Construction of the bridge was simplified by maximising the amount of fabrication and assembly done off site. The ramps and stairs were prefabricated as steel frames with precast concrete slabs or in-situ treads respectively, and assembled and finished on site. Cantilever beams extending from central CHS columns support the landings. The deck was brought to site fully assembled on a specially designed trailer. On site, the inclined and tapered columns were spliced on at both ends and set on concrete-encased steel pedestals. The structure is designed to withstand the required impact loads, yet it manages to appear fragile, hovering above the road and barely tethered to the ground.
While the bridge displays an engineering audacity usually reserved for higher profile locations, the real eye-opener is a carefully concealed fifth element – the transformation of the bridge once the sun goes down.
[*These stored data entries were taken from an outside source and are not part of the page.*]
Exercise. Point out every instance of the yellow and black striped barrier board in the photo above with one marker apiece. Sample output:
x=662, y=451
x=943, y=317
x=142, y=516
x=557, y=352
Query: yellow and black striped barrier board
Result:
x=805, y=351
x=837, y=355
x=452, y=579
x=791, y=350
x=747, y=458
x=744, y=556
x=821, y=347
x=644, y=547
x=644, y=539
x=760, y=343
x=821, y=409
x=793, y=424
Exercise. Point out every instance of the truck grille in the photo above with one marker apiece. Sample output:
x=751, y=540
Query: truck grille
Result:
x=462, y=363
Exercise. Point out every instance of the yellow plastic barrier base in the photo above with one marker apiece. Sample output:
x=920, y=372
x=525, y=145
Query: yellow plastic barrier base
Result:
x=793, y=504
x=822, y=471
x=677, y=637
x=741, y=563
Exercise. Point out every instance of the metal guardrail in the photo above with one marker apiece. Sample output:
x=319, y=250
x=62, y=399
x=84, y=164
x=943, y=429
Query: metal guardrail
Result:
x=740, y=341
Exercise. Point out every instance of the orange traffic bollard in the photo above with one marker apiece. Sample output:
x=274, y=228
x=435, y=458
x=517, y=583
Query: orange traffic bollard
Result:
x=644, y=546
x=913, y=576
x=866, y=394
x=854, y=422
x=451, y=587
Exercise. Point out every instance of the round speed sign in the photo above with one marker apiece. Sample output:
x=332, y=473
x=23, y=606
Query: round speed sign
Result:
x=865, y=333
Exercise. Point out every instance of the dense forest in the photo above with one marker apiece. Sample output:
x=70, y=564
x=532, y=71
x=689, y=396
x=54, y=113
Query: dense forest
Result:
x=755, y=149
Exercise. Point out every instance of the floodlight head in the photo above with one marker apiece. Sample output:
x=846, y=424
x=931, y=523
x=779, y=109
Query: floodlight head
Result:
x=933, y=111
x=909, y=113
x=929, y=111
Bright white fluorescents concealed in the handrail provide the necessary lighting to the concrete deck, while blue is projected from above, illuminating suburbia with deep intense colour. In series, the bridges will deliver a curiously unravelled collection of urban fragments, bringing welcome relief to an otherwise grey morass.
For Lippmann Associates a spate of competition winning designs (the Andrew “Boy” Charlton Pool, Toyota Sydney Headquarters) has enabled the practice to gradually increased their repertoire and the office can no longer be described as “emerging”. These are the kinds of opportunities that ideally come out of competitions. In this instance, the practice is fortunate that extensive political pressure to produce more interesting bridges drove the RTA to invest in a new vision that did not compromise architectural design.
Always seen as a prototype in a rolling program, the airborne electric bridge has a rawness in some of its detail, but a few nips and tucks should easily resolve these issues in the next instalment. The careful composition of few elements, the porosity of volume, and the inherent shifts between transparency and opacity ensure the dynamic form is a stunner from every direction. Designed to take the drag out of downtown drag strips, this is one clever convertible. More impressively it fits right in – it is at once an ordinary and bizarre addition to low-key urban sprawl.